As part of a broader organisational restructure, data networking research at Swinburne University of Technology has moved from the Centre for Advanced Internet Architecture (CAIA) to the Internet For Things (I4T) Research Lab.

Although CAIA no longer exists, this website reflects CAIA's activities and outputs between March 2002 and February 2017, and is being maintained as a service to the broader data networking research community.

Broadband IP access architecture

Twenty first century Australia's entrepreneurial future depends on widespread deployment of reliable broadband network access throughout our population. Arguably this is as important to the nation's growth as bringing paved roads and highways was to nineteenth and twentieth century Australia.

Unfortunately, broadband internet offerings today are a mixed-bag. Visionaries hope for open and transparent IP communication, enabling anyone to build value-added Internet services over their broadband links.

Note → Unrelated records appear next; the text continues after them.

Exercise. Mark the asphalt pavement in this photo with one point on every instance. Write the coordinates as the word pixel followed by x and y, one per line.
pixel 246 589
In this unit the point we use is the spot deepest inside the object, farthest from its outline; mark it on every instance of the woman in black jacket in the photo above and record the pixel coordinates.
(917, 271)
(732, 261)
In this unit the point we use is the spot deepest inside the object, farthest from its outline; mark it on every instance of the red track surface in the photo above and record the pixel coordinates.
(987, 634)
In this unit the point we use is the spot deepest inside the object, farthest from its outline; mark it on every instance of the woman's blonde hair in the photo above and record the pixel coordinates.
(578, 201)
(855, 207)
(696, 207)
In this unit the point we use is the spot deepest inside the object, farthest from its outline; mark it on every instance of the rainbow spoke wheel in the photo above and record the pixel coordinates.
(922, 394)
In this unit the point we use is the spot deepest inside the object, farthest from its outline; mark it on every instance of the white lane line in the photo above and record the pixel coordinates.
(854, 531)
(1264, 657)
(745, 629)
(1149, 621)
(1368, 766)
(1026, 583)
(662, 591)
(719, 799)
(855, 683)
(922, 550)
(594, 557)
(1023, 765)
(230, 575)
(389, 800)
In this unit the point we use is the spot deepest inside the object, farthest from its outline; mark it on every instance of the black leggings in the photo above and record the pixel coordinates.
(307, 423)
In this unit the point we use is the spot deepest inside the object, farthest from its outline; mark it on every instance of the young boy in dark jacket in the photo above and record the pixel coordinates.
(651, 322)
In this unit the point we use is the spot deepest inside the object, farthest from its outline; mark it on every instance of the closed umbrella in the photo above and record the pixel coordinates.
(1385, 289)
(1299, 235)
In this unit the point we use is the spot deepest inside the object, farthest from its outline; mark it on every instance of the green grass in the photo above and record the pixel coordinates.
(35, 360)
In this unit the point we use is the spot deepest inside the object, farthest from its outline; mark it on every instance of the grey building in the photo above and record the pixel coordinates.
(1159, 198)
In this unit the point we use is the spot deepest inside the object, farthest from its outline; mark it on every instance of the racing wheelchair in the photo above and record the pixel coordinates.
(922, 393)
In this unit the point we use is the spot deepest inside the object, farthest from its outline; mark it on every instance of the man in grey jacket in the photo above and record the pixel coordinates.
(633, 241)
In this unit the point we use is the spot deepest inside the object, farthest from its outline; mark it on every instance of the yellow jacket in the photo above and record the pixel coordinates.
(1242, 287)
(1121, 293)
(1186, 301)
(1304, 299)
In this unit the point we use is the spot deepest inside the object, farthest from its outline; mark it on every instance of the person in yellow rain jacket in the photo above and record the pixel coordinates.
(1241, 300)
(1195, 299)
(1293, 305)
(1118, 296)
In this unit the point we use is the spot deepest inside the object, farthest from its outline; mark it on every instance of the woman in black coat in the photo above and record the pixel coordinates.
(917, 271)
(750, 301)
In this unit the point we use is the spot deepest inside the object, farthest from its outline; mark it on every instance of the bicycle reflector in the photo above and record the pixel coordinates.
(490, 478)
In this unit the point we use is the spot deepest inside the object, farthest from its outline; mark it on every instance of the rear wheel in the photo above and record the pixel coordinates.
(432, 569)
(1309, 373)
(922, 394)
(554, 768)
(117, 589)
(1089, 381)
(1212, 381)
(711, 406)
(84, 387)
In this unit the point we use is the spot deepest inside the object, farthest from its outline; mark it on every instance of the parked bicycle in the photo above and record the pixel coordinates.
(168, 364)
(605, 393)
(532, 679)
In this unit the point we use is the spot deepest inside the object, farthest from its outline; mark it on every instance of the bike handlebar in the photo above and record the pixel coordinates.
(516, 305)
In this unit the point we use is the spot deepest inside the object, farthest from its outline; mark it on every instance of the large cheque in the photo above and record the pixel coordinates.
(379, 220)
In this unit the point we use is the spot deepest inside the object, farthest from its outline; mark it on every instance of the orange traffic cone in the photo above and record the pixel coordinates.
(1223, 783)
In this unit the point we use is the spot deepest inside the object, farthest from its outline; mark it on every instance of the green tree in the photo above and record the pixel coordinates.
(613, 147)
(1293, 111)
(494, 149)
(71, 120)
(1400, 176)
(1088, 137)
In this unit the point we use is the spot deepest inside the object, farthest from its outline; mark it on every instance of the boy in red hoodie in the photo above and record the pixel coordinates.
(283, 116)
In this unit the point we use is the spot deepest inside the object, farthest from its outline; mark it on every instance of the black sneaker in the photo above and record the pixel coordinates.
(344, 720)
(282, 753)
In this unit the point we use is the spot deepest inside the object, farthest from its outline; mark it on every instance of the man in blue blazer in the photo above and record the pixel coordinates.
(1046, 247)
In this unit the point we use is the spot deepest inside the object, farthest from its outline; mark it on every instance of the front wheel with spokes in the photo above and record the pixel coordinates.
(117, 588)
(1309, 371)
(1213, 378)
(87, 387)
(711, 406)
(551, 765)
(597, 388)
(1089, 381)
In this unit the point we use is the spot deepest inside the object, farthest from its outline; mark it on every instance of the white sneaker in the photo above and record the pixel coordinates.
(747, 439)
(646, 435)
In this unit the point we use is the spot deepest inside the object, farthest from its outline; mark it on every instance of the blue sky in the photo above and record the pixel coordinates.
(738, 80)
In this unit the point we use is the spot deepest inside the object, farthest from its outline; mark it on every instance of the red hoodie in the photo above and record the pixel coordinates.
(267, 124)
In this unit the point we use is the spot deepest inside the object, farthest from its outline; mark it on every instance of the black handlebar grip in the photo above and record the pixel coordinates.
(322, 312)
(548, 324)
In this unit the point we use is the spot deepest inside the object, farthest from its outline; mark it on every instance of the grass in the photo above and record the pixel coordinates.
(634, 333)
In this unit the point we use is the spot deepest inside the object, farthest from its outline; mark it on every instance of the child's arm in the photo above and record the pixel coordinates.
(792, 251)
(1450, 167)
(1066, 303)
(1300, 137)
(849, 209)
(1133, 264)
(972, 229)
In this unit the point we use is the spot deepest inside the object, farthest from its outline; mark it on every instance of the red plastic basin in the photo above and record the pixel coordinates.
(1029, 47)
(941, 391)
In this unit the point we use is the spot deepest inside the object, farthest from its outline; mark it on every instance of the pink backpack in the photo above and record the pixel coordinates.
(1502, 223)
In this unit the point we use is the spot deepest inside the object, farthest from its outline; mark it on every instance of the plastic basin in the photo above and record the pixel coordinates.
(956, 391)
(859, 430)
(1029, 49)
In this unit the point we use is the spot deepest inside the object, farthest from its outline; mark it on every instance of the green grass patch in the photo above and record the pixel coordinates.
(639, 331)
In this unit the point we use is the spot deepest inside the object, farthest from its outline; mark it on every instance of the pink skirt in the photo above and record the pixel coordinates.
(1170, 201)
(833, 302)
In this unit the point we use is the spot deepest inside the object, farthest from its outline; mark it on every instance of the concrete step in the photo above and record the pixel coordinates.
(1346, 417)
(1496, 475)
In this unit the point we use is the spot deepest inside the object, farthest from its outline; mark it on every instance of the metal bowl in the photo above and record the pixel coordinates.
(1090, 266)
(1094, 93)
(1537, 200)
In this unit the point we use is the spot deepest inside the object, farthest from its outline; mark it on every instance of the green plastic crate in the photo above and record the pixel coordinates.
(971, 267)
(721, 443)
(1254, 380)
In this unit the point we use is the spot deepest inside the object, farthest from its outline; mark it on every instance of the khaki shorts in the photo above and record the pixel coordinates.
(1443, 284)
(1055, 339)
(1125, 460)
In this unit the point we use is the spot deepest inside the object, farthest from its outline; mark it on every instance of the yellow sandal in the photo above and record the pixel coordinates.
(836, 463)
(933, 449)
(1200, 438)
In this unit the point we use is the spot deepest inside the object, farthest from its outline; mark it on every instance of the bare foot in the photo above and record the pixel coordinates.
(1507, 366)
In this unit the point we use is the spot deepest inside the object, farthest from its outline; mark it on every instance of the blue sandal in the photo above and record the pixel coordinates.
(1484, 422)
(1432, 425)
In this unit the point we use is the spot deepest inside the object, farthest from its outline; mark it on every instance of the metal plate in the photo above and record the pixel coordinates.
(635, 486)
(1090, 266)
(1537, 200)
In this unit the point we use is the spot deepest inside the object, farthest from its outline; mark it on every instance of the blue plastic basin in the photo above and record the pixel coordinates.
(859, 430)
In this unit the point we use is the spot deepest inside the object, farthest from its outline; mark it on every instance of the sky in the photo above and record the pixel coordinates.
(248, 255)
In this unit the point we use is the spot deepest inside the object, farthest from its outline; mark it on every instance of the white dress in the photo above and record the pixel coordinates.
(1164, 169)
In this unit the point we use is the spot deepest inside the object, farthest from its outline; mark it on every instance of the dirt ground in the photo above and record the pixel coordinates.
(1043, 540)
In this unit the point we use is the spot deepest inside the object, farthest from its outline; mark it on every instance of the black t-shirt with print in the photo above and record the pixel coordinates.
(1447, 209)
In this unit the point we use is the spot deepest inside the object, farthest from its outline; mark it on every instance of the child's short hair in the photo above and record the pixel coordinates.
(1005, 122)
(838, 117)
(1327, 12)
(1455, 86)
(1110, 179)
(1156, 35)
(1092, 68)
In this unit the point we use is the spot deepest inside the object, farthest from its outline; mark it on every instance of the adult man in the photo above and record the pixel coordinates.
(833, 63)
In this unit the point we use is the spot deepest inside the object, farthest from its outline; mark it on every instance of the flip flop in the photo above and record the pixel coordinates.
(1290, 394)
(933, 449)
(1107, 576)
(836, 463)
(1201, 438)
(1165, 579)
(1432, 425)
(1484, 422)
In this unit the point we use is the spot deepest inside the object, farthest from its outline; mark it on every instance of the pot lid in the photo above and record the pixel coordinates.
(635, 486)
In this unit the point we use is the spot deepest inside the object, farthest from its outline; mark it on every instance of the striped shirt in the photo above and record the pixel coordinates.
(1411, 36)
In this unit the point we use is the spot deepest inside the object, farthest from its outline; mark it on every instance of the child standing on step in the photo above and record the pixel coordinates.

Internet service providers struggle to find business models for broadband service that don't require apriori and artificial constraints on the sorts of IP network traffic the end customer is allowed to exchange.

We are interested in work that:

  • Improves the methods and models for mapping measurable network characteristics (such as bandwidth availability, reliability of service, etc) to consumer experiences and expectations.

  • Develops innovative algorithms for providing service differentiation over broadband links (for example, protecting interactive application traffic from bursts of web surfing and email traffic in and out of a home or network segment)

  • Creates algorithms and methods to automate consumer network access management, especially for value-added services such as real-time, interactive games.

  • Evaluates and improves transport architectures and protocols for IP-based, high-speed distributed storage systems (such as would be required by geographically distributed data analysis companies)

  • Explores and critiques "walled garden" ISP access architectures (where explicit firewalls and filtering, transparent proxies, limited IP address allocations, etc, are used to inhibit or mediate a consumer's access to rest of the Internet). How are end-users limited by such architectures? How can ISPs re-architect to meet their business goals without walled-gardens.

  • Develops new solutions to broadband access beyond current cable modem and ADSL services (for example, integrated media and IPv6 access over optical fiber or semi-fixed wireless technologies)

  • Challenges the entire "slow edge-fast core" network model that pervades the current Internet. For example, what if broadband IP access was a local utility service, with highest bandwidths at the street and town level and neighborhood servers providing email forwarding and web caching throughout urban and suburban locations?